While 2011 could be considered the “year of the hacker,” government efforts prevented cyberattacks from having any major effect on Defense Department systems, Gen. Keith Alexander, head of U.S. Cyber Command, told a House subcommittee on Tuesday.
While several loosely organized bands of hackers like Anonymous targeted defense networks and websites, Cyber Command successfully blocked the attacks, Alexander said in testimony before the House Armed Services Subcommittee on Emerging Threats and Capabilities.
Still, cyberthreats remain a serious concern and if anything, the threat has increased over the past year, he said.
“We believe it is only a matter of time before someone employs capabilities that could cause significant disruption to civilian or government networks and to our critical infrastructure here in the United States,” said Alexander, who is also director of the National Security Agency.
The hearing was held to examine Defense cybersecurity and information technology budget. With parts of the defense budget on the chopping block, officials have largely been successful in preventing cuts to cybersecurity and lawmakers at Tuesday’s hearing acknowledged the threat.
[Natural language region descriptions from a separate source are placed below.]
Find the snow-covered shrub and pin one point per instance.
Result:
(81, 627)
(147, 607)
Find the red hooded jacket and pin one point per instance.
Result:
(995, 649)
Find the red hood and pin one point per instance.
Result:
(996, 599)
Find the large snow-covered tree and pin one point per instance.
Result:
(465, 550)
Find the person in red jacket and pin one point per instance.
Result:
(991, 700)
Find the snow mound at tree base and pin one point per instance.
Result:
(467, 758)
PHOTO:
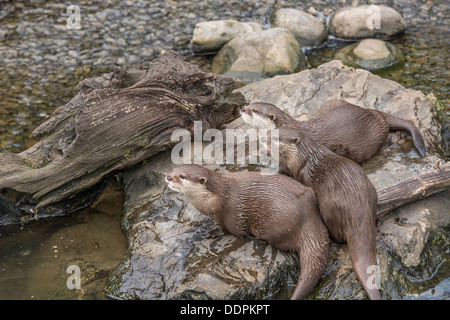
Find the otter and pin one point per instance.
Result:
(274, 208)
(347, 199)
(344, 128)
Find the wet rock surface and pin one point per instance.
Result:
(212, 35)
(169, 257)
(371, 54)
(253, 56)
(366, 22)
(307, 29)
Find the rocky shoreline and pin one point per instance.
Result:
(167, 256)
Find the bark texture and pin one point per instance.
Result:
(115, 121)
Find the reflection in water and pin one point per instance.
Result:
(34, 259)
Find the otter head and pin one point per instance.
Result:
(187, 179)
(197, 184)
(262, 115)
(286, 140)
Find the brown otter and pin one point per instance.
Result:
(347, 199)
(344, 128)
(274, 208)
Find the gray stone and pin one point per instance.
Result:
(257, 55)
(212, 35)
(374, 21)
(307, 29)
(370, 54)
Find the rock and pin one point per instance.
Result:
(374, 21)
(256, 55)
(370, 54)
(169, 258)
(210, 36)
(307, 29)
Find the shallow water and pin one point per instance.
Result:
(41, 62)
(35, 258)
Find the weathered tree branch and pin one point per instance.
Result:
(413, 189)
(115, 121)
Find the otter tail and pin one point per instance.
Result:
(313, 254)
(362, 250)
(396, 123)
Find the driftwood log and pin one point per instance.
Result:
(115, 121)
(413, 189)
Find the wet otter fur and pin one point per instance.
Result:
(274, 208)
(344, 128)
(347, 199)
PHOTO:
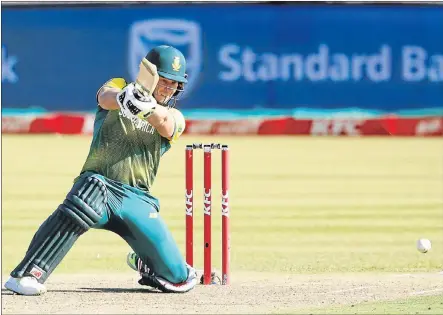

Chairman Mac Thornberry, R-Texas, said the danger of cyberattacks is growing “faster than our ability to meet it,” and the subcommittee’s ranking member, Rep. Jim Langevin, D-R.I., said the $33 billion defense IT budget is at risk.
“Whatever work and resources we devote to providing these IT services will be meaningless if the Department cannot secure them,” Langevin said. “Although our awareness of cyber vulnerabilities has sharpened over the last few years, I still believe we don’t fully recognize the potential for damage posed by a breached or disrupted network.”
Several members of the panel questioned the government’s ability to respond to cyberattacks with responsibility divided between several agencies, including the Justice, Homeland Security, and Defense departments.
Alexander told the panel his agency is hoping to finalize policies outlining the rules of engagement for offensive cyberwar in the next few months, but he said the NSA still plays a supporting role for DHS in domestic cybersecurity.
And that is likely the way it should be, Thornberry said after the hearing.
“We try to have the find the most effective way to combat these threats, but you have to make sure that constitutional rights aren’t affected,” he told National Journal. “We’re in uncharted water here.”
The lingering questions of jurisdiction and responsibility may ultimately need to be addressed through legislation, he said, but current proposals don’t necessarily need to solve the problem.
Both the House and Senate are considering broad cybersecurity legislation that aims to increase security for both private and government networks, either through regulation or incentives.